Notebook 07 is executed as a subprocess and the output is captured and displayed in this notebook. Notebook 07 is used instead of full conversion to py scripts because, while Neptune.ai experiment tracking is integrated in, I like to be able to also review the output in the notebook as well.


This Notebook does the following:
 - Retrieves a train and test dataset from the Feature Store based upon on how many DAYS back from today you want to use as the test dataset.
 - Saves theses datasets as csv files in the data directory where Notebook 07 will expect to find them.
 - Executes Notebook 07 as a subprocess and captures the output.
 - Saves the model and performance metrics to the Hopsworks.ai Model Registry.


In [None]:
%load_ext autoreload
%autoreload 2

In [None]:
import os

import pandas as pd
import numpy as np

import hopsworks

from hsml.schema import Schema
from hsml.model_schema import ModelSchema
from hsfs.client.exceptions import RestAPIError

import json

from datetime import datetime, timedelta

# change working directory to project root when running from notebooks folder to make it easier to import modules
# and to access sibling folders
os.chdir("..")

from pathlib import Path  # for Windows/Linux compatibility


from src.utils.hopsworks_utils import (
    convert_feature_names,
    create_train_test_data,
)

from dotenv import load_dotenv

In [None]:
CONFIGS_PATH = Path.cwd() / "configs"
DATA_PATH = Path.cwd() / "data"
NOTEBOOKS_PATH = Path.cwd() / "notebooks"
MODELS_PATH = Path.cwd() / "models"

**Parameters**

Train and Test will be divided by date. The earliest chunk of data will be used as the train dataset and the last DAYS of data will be used as the test dataset.

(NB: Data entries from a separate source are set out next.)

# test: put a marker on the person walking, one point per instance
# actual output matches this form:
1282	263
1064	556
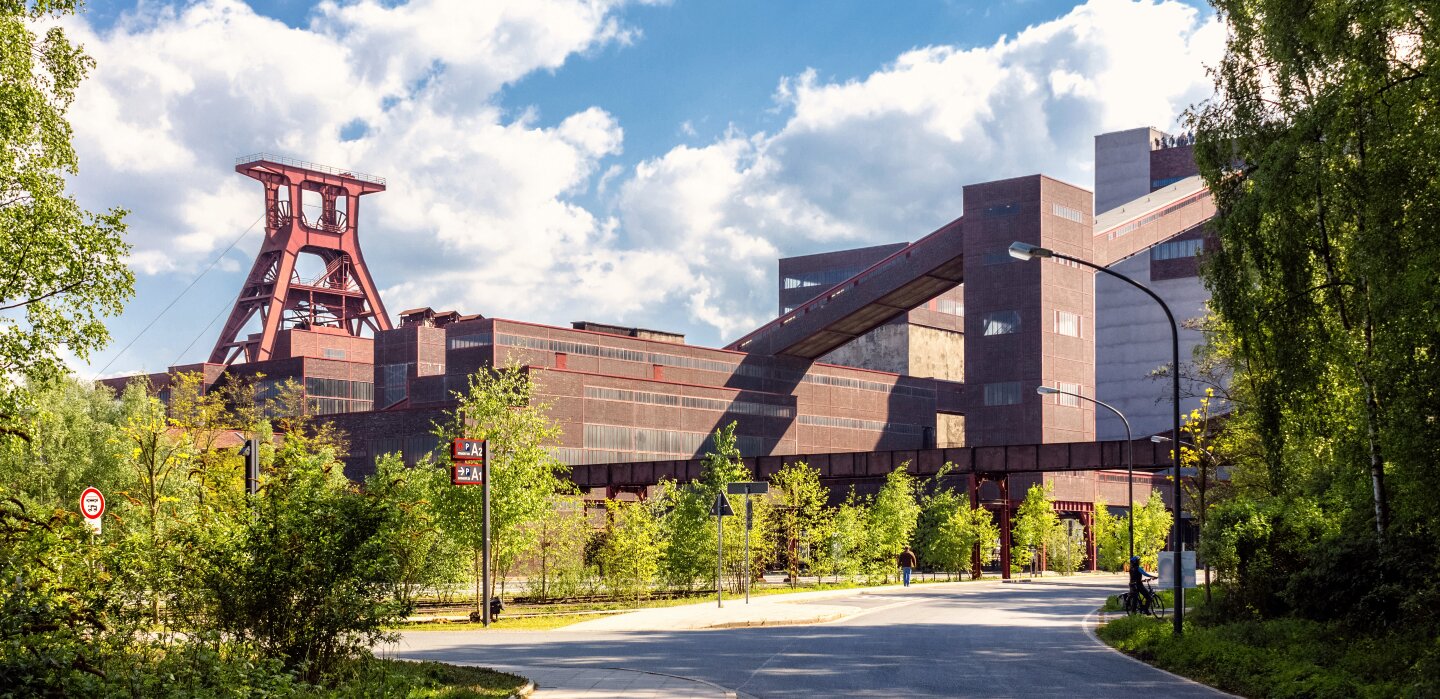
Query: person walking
906	561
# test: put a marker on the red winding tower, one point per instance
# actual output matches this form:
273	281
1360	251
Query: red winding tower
342	297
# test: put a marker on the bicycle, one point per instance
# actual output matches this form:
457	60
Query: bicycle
1146	604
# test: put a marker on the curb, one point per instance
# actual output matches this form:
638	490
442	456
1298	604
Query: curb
1087	627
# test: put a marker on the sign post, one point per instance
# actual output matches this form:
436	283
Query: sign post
748	489
470	466
720	510
92	506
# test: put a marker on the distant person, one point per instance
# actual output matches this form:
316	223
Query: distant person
906	565
1138	575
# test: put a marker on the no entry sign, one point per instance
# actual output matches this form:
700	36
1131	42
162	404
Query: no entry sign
92	506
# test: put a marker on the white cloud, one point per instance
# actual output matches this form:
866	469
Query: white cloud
883	159
481	208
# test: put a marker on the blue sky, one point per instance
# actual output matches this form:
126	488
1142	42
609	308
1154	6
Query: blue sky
609	160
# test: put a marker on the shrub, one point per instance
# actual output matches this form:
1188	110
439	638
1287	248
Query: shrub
307	580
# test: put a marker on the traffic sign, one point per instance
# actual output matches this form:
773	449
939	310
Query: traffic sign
92	506
748	487
464	473
722	508
468	450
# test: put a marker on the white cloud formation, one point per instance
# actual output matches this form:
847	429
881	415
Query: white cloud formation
883	159
481	211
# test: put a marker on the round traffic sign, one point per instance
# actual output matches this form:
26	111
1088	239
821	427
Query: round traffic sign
92	503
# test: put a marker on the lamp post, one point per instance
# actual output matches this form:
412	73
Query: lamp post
1027	251
1201	513
1129	450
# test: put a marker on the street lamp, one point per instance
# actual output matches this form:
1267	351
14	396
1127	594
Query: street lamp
1129	450
1027	251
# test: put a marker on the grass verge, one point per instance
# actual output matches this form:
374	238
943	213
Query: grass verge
441	680
1283	657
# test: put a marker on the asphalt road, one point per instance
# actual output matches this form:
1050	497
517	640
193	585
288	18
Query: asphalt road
943	640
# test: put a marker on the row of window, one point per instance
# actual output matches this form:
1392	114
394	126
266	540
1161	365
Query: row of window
709	365
339	388
860	424
1067	212
337	405
704	404
1151	218
1002	394
821	278
411	448
1177	250
1008	323
658	444
1000	323
1011	392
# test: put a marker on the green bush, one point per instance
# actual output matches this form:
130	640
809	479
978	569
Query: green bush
308	578
1283	657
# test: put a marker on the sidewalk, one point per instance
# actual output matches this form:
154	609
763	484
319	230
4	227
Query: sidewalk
766	610
612	683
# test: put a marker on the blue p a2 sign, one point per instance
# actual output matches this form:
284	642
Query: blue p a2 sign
468	474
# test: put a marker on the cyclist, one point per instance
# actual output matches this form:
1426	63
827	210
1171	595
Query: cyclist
1138	577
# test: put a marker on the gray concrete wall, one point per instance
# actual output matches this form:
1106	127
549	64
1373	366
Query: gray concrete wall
1122	166
1132	339
883	349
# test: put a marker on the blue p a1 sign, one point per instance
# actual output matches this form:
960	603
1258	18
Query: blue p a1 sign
467	474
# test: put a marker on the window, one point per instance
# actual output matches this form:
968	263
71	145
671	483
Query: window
1002	394
1001	323
1067	323
821	277
997	258
1067	399
1177	250
1067	212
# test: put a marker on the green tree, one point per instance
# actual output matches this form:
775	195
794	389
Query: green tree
632	549
157	457
1152	529
65	268
1112	539
524	477
955	531
1034	522
560	538
1064	546
846	549
802	515
424	555
310	578
892	521
74	444
1318	147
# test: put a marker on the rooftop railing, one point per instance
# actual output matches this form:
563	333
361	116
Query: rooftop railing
284	160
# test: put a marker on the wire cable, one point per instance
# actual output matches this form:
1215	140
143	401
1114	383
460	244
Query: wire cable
206	329
101	372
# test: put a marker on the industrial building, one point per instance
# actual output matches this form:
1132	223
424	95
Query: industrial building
919	353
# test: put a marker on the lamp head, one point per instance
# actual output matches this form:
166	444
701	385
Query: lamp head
1027	251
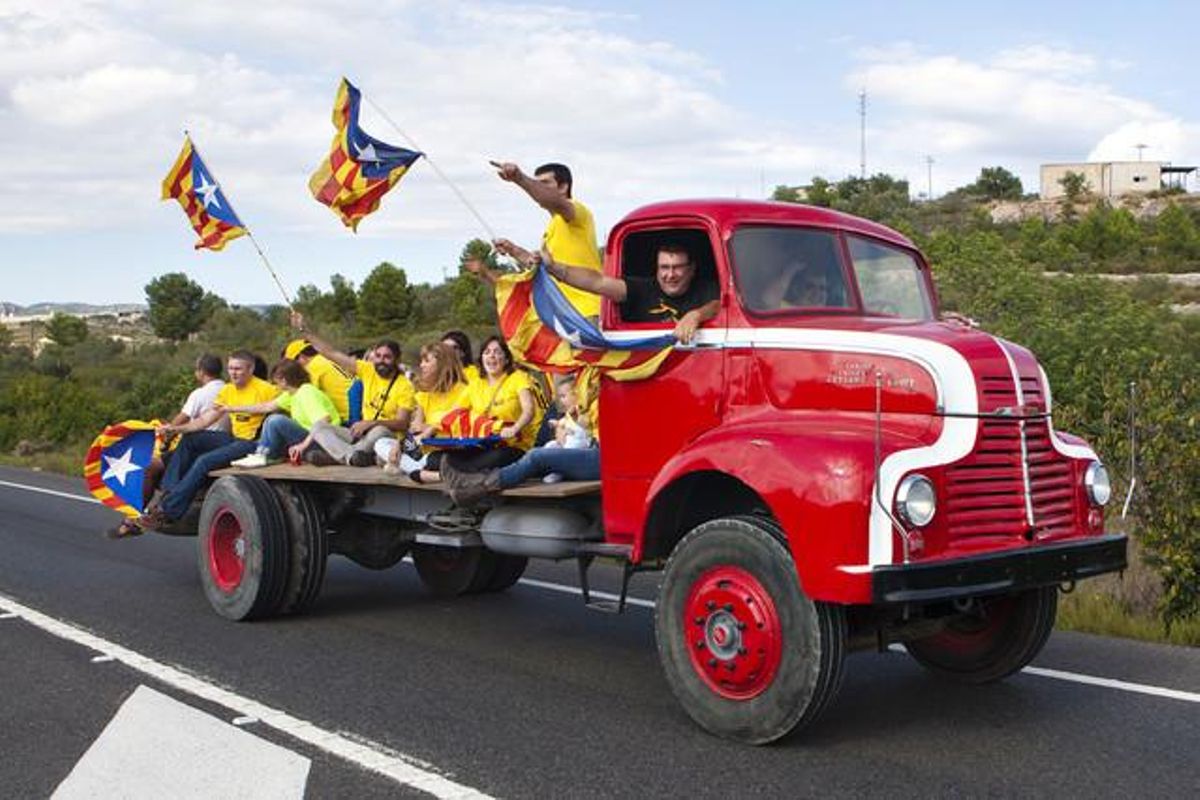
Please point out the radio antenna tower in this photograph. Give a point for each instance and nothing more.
(862, 134)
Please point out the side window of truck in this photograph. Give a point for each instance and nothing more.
(889, 280)
(787, 269)
(639, 259)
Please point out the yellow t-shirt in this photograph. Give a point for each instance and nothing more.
(328, 378)
(503, 402)
(575, 244)
(436, 405)
(245, 426)
(378, 403)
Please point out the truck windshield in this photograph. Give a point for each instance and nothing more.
(889, 280)
(785, 269)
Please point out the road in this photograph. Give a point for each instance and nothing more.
(525, 693)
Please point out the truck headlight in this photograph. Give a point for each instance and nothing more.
(916, 501)
(1096, 481)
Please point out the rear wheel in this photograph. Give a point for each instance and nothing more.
(991, 638)
(244, 548)
(745, 651)
(451, 571)
(309, 547)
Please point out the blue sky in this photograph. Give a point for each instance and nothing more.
(645, 101)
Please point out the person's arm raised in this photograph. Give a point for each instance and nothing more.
(547, 197)
(346, 362)
(588, 280)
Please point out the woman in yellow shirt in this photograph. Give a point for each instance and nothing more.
(442, 389)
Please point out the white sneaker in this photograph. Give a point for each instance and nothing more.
(251, 461)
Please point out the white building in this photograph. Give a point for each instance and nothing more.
(1115, 178)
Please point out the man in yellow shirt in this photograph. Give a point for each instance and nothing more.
(324, 374)
(570, 234)
(388, 401)
(201, 451)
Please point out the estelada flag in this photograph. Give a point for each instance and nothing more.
(360, 169)
(114, 469)
(205, 205)
(544, 330)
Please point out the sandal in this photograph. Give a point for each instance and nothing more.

STARTDATE: The date to start the train dataset from. The train dataset will compose of all data from this date forward, leaving out the last number of DAYS as the test dataset.

DAYS: The number of days to use as the test dataset. The test dataset will be the last DAYS days of data.

In [None]:
STARTDATE = "2003-01-01"  # start date "YYYY-MM-DD" for training data, data goes back to 2003 season "2003-01-01"
DAYS = 30  # number of most recent days to use as test data

In [None]:
try:
    HOPSWORKS_API_KEY = os.getenv("HOPSWORKS_API_KEY")
except:
    raise Exception("Set environment variable HOPSWORKS_API_KEY")

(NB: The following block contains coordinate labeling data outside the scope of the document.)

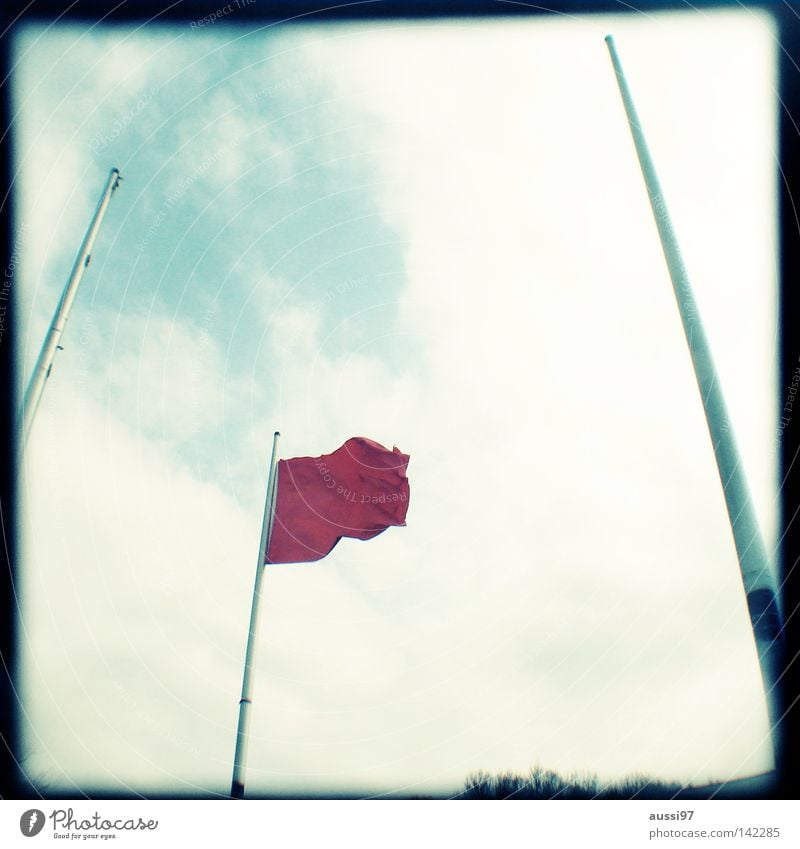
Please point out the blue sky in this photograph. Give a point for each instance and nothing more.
(434, 235)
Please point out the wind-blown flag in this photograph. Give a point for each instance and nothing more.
(358, 491)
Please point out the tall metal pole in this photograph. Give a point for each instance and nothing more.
(246, 701)
(51, 345)
(757, 577)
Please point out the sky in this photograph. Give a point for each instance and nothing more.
(435, 235)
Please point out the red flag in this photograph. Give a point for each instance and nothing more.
(358, 491)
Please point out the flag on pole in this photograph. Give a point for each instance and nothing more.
(357, 491)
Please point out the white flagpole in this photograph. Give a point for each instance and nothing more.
(240, 756)
(51, 343)
(758, 580)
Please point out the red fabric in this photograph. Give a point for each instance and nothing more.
(358, 491)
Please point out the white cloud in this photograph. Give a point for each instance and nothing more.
(566, 581)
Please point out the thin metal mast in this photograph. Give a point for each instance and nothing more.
(51, 345)
(757, 577)
(246, 701)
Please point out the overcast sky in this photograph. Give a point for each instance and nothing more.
(434, 235)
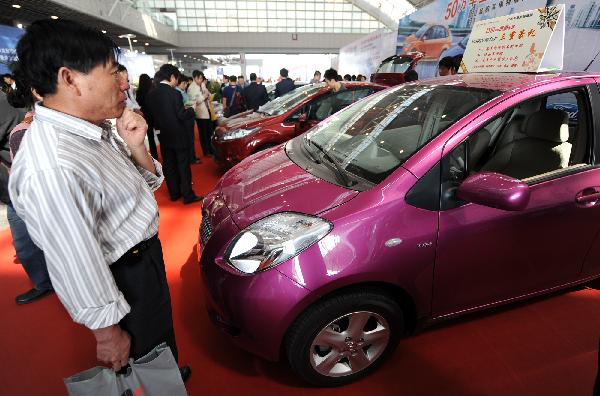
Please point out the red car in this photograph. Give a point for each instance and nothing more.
(282, 119)
(392, 70)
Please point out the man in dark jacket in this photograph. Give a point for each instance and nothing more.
(285, 85)
(168, 115)
(255, 95)
(9, 117)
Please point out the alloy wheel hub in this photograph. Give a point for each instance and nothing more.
(349, 344)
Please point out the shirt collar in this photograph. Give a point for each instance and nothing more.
(71, 124)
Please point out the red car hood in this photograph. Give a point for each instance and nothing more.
(250, 120)
(269, 182)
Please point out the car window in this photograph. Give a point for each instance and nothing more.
(371, 139)
(290, 100)
(430, 34)
(419, 33)
(546, 146)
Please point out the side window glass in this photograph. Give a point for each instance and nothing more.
(295, 115)
(568, 103)
(319, 108)
(545, 138)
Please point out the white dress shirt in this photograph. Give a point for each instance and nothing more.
(85, 204)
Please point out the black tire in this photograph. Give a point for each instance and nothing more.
(300, 337)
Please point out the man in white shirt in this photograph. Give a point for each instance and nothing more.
(87, 200)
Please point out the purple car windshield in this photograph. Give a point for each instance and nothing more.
(375, 136)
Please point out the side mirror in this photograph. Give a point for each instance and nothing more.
(495, 190)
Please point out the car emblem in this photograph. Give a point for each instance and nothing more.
(393, 242)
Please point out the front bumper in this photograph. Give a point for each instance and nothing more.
(254, 310)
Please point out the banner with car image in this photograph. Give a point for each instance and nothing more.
(9, 37)
(443, 27)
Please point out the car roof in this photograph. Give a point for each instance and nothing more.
(503, 82)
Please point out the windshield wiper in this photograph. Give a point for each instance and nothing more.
(338, 168)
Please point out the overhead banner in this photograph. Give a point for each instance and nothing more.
(9, 37)
(364, 55)
(443, 28)
(530, 41)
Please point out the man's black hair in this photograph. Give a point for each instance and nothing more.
(165, 72)
(448, 62)
(51, 44)
(330, 74)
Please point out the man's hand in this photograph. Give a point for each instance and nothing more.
(132, 128)
(112, 346)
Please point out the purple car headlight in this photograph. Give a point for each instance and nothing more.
(273, 240)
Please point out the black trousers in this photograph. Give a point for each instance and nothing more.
(178, 175)
(152, 142)
(140, 275)
(205, 129)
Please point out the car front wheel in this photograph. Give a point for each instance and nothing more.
(344, 338)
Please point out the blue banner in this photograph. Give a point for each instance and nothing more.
(9, 37)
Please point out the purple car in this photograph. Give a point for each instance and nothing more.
(417, 204)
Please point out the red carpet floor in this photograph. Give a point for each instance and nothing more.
(546, 347)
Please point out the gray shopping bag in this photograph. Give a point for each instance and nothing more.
(155, 374)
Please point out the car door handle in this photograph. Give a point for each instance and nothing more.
(587, 196)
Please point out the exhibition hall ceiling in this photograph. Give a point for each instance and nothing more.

**Connect to Hopsworks FeatureStore and Pull Train and Test data**

In [None]:
train, test = create_train_test_data(HOPSWORKS_API_KEY, STARTDATE, DAYS)

**Save data**

As a convenience to re-use the existing model training notebook, the data is saved to files first (currently <100 megabytes total)

In [None]:
train.to_csv(DATA_PATH / "processed" / "train_selected.csv", index=False)
test.to_csv(DATA_PATH / "processed" / "test_selected.csv", index=False)

**Model Training**

The existing model training notebook is re-used. It includes Neptune.ai experiment tracking for both training run and hyperparameter tuning.


In [None]:
%run notebooks/07_model_testing.ipynb


**Save to Model Registry**



In [None]:
# read in train_predictions to create model schema
train = pd.read_csv(DATA_PATH / "processed" / "train_predictions.csv")
target = train["TARGET"]
drop_columns = ["TARGET", "PredictionPct", "Prediction"]
train = train.drop(columns=drop_columns)

input_schema = Schema(train)
output_schema = Schema(target)
model_schema = ModelSchema(input_schema=input_schema, output_schema=output_schema)
model_schema.to_dict()

# read in model meta_data from training run
with open(MODELS_PATH / "model_data.json", "rb") as fp:
    model_data = json.load(fp)


# # log back in to hopsworks.ai. Hyperparameter tuning may take hours.
project = hopsworks.login(api_key_value=HOPSWORKS_API_KEY)
mr = project.get_model_registry()

model = mr.sklearn.create_model(
    name=model_data["model_name"],
    # metrics = model_data['metrics'],
    description=(
        model_data["model_name"]
        + ", calibration_method: "
        + model_data["calibration_method"]
        + ", brier_loss: "
        + str(model_data["brier_loss"])
    ),
    model_schema=model_schema,
)
model.save(str(MODELS_PATH) + "/model.pkl")